In the late 1990s, the Weatherhead School of Management at Case Western Reserve in Cleveland, Ohio, commissioned architect Frank Gehry to design a five-storey building to be the focal point of the school’s campus. Late in the design process, the size of the floor plan needed to be reduced.

A Weatherhead faculty member flew to Mr Gehry’s studio in Santa Monica, California, to work out how best to trim the space with the team of architects. By the end of the third day, the plans were finished. But, as the meeting was about to adjourn, the project architect gathered the heavily marked plans and tore them into pieces. “We know we can do it,” he said. “Tomorrow, we can work on how we want to do it.”

The Weatherhead professor was initially dumbfounded but the experience sparked an idea. “We learnt that designers dealing with messy problems across all kinds of domains have developed attitudes, ideas and techniques that are well suited to conditions that often face managers and organisation leaders today,” says Fred Collopy, professor of information systems at the school.

In 2002, when the building opened, the school launched an initiative – “Manage by Designing” – that interlaces the disciplines of design throughout the curriculum and requires all students to take a year-long course in the subject. Today, Weatherhead is one of many business schools in the US and Europe trying to foster more creative thinking in MBA students by embracing some of the design industry’s teaching and working practices.

The extent to which schools have integrated design thinking into their programmes varies. A handful of schools, such as Weatherhead and Rotman School of Management at the University of Toronto, have integrated the disciplines of design seamlessly into their curriculums, while others, such as Insead and Esade, have formed partnerships with art schools to create study exchange programmes and inter­disciplinary research opportunities. Others, such as Stanford, have taken a different tack. In 2005, the school established the Hasso Plattner Institute of Design, which brings together about 350 students to work on innovative projects in the areas of law, business, education, medicine and engineering.

No matter what the approach, the schools have a similar ambition: to encourage students to embrace inter-disciplinary teamwork, to hone their abductive reasoning skills and give them an appreciation for creative problem-solving and the role empathy plays in business.

“There is something we [designers] contribute: a high tolerance for uncertainty, ways to grapple with visual representations and understanding problem-solving as an open-ended, playful process,” says Lucy Kimbell, a fellow in design leadership at Oxford’s Saïd Business School.

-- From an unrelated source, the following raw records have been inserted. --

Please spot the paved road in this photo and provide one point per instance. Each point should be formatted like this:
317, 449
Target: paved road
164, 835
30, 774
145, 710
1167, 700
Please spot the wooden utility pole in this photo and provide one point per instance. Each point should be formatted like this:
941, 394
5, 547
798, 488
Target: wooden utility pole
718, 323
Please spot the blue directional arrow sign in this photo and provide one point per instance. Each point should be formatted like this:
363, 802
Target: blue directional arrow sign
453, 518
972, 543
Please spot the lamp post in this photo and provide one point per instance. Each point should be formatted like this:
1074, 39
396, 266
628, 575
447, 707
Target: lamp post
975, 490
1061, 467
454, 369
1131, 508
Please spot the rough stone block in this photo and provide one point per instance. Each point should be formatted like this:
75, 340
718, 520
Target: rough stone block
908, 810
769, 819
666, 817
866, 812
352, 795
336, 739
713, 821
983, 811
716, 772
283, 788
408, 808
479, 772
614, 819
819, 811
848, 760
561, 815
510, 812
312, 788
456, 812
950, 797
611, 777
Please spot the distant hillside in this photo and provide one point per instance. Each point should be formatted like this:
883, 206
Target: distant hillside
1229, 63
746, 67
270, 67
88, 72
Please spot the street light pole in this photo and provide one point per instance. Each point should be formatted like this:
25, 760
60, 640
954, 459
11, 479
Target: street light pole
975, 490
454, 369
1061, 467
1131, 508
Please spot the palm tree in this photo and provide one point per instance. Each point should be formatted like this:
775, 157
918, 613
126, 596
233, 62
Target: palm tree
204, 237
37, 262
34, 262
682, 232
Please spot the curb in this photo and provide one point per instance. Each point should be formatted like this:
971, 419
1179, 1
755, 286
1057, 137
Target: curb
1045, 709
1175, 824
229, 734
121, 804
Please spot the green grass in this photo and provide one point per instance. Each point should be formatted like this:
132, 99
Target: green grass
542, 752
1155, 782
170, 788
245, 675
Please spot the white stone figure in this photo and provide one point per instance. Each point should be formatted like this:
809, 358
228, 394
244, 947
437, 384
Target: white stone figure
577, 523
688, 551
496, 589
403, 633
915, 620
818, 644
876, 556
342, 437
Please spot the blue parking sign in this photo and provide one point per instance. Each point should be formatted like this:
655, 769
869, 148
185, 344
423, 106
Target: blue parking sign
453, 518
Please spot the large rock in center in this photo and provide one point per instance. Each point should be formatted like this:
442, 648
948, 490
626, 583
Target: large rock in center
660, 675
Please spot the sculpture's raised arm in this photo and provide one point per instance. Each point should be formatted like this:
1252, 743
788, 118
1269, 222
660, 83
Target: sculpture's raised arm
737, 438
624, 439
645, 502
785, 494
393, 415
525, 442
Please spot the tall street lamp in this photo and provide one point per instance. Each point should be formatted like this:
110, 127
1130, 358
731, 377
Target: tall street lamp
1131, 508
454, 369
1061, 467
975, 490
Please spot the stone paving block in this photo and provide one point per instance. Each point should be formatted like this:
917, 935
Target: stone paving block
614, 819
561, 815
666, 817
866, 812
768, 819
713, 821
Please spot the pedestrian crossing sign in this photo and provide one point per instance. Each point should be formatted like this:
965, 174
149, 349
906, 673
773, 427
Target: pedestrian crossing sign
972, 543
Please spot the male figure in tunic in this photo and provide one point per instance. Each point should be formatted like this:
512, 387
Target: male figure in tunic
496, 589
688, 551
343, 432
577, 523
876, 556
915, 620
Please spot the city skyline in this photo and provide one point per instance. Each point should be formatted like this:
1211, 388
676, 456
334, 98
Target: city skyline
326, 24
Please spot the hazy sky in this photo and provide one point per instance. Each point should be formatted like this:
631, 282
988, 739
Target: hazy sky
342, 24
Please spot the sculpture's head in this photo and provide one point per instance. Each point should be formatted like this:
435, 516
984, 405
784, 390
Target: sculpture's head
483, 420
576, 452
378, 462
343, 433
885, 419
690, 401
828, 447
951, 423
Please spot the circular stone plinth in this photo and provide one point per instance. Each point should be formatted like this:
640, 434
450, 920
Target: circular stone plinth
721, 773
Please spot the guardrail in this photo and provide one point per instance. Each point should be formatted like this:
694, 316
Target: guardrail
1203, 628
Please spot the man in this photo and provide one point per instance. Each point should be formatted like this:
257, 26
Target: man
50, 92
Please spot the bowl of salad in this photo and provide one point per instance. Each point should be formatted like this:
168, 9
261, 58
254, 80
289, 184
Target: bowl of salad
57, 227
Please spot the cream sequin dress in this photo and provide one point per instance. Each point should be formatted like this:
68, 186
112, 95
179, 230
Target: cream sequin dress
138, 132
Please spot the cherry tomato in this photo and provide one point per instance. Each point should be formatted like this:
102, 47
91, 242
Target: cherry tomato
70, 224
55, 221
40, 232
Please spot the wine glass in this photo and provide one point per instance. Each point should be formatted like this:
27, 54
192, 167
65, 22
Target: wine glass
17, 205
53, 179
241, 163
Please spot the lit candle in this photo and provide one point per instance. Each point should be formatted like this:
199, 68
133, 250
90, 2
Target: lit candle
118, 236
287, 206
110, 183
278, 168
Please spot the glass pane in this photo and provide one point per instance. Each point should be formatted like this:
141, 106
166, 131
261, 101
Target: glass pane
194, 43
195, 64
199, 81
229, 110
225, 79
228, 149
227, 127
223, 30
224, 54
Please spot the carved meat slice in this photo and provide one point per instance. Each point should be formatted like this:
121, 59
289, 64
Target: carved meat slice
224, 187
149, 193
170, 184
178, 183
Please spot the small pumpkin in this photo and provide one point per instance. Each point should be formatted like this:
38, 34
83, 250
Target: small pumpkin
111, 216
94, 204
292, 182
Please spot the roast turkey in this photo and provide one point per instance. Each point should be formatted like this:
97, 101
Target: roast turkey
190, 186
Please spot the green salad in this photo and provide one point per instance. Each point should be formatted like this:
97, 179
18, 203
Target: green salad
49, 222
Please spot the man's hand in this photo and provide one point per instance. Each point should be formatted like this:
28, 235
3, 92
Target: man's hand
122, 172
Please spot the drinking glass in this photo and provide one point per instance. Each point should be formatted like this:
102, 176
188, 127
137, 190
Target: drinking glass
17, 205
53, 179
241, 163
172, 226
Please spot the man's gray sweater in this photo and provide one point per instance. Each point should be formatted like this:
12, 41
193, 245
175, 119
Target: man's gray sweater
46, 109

The increased emphasis on innovation comes as companies are starting to view design as a strategic business issue. More Fortune 500 companies are raising the prominence of their internal product development teams as well as outsourcing some of their design needs to other companies. Organisations are also turning to designers to improve their services, operations and supply chains.

At a time when opportunities in banking and finance have dried up, jobs in design and development are increasingly seen as a viable career path for newly minted MBAs.

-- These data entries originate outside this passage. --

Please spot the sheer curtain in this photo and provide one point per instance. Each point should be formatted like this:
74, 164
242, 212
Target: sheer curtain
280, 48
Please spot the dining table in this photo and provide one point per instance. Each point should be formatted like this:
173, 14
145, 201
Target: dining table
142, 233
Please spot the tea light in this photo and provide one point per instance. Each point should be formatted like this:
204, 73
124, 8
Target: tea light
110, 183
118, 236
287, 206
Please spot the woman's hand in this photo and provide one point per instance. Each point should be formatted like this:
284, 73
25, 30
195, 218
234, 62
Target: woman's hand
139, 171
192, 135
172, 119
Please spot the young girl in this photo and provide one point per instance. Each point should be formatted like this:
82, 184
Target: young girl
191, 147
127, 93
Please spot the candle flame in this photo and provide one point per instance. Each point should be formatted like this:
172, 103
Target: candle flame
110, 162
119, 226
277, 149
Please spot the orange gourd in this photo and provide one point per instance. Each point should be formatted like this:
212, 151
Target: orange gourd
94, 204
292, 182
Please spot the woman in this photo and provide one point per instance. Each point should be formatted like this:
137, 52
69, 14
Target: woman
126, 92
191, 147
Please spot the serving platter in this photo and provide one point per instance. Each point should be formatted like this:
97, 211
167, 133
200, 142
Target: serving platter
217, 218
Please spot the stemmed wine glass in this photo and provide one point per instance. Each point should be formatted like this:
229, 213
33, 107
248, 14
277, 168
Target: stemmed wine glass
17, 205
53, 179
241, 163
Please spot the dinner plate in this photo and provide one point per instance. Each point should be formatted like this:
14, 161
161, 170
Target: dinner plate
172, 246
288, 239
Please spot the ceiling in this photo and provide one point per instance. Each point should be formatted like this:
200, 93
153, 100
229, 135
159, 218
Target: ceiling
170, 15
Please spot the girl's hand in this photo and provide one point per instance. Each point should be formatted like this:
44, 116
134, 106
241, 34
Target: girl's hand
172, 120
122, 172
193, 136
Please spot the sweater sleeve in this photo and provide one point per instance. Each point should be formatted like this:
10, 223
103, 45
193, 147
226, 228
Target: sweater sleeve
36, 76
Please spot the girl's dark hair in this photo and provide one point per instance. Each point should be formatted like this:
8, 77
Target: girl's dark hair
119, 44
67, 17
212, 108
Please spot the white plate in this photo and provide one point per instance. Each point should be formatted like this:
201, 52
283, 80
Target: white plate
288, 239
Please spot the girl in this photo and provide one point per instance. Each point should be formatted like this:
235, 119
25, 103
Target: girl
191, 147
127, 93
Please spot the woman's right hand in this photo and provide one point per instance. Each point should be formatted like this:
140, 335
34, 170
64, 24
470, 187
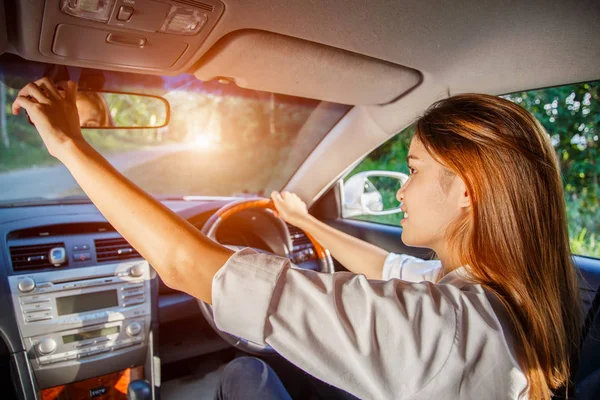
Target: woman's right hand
52, 110
290, 207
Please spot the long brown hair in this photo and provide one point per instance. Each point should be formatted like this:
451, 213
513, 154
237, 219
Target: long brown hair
514, 238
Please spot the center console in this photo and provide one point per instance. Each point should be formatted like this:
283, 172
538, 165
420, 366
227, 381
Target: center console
80, 323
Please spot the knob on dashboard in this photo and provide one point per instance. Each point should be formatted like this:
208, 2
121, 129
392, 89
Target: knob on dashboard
133, 329
136, 270
46, 346
26, 285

Design is no longer considered the “softer side of business”, says Pete Maulik, chief operating officer at Fahrenheit 212, a design company based in New York that has seen an 80 per cent rise in the number of MBA applicants from 2006. “It’s fundamental and drives top-line growth.”

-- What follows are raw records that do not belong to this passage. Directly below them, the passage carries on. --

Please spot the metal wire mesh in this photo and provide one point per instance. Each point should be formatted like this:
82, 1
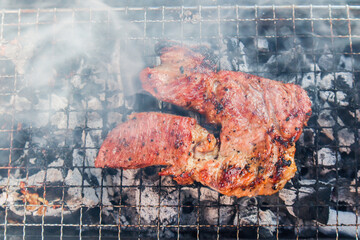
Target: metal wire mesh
315, 26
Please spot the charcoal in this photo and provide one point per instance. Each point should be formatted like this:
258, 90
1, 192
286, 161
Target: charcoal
309, 202
326, 62
328, 157
65, 86
326, 82
338, 218
345, 138
250, 215
345, 63
262, 45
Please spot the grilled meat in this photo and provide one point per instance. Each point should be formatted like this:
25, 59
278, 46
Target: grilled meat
148, 139
261, 120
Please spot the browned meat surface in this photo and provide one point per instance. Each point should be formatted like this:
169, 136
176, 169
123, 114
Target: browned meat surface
261, 120
156, 139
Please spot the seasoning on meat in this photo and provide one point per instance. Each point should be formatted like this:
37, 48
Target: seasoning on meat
261, 120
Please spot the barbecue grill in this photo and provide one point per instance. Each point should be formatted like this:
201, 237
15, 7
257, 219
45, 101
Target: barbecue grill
68, 76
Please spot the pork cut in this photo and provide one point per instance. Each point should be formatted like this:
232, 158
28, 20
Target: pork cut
260, 121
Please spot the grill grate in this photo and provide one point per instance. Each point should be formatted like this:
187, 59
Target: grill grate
52, 150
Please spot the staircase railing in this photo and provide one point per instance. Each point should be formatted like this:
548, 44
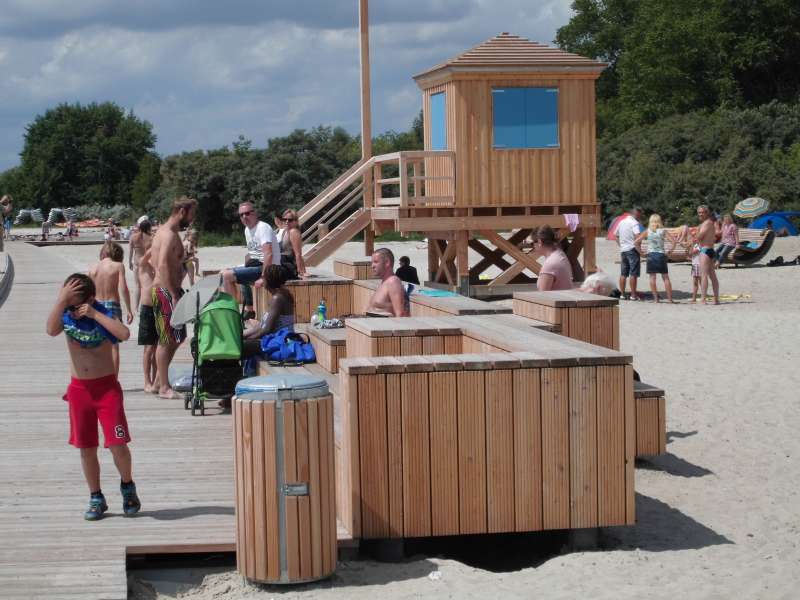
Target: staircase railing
425, 178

Insead has had a partnership with the Art Center College of Design in Pasadena, California, since 2005. The collaboration involves an exchange of 10 students from the Art Center for the spring term of Insead’s MBA programme. Students take a course working in interdisciplinary teams to solve design-oriented problems.

The goal, says Manuel Sosa, professor of technology and operations management, is to give students a taste of the tension that exists between a company’s management and creative department. Prof Sosa aims to give his MBA students an awareness of the value that designers contribute to an organisation.

“Design is not just about making things look pretty,” he says. “It’s getting customers what they need.”

Cultivating students’ abductive reasoning skills – which often involve creative leaps of imagination and visualisation – is another design discipline that business schools are beginning to embrace. Most schools view it as a complement to the traditional business curriculums, which put a premium on analytic and quantitative techniques, says Roger Martin, the dean of Rotman. “We want our students to use observation and intuition to imagine what could be, not just analyse things that are,” he says.

Encouraging students to reframe questions and be more creative in their approach to problem-solving is another key attribute of the design process that schools are emulating. Often this involves using multiple models, says Prof Collopy.

“The standard way we teach managers is to play their cards close to their chest until they really understand something. But industrial designers use multiple models to try ideas out rapidly and cheaply; they use many more back-of-the-envelope sketches and they fool around with numbers a lot more.”

Some business schools are also striving to cultivate an empathetic view of the world among their students and equip these future managers with tools to better relate to their customers.

“Designers have a deep understanding of the customer,” says Prof Martin. “Their goal is to delight the customer by giving them something they didn’t even know they wanted.”

Prof Collopy adds: “Designers have empathy because they’re thinking about what will ultimately move their client. But managers often don’t have that. They think: ‘I don’t take a phenomenon seriously until it becomes statistically significant’.

“By complementing the analytic with these generative skills, we bring the whole human being to the problems we face,” he says.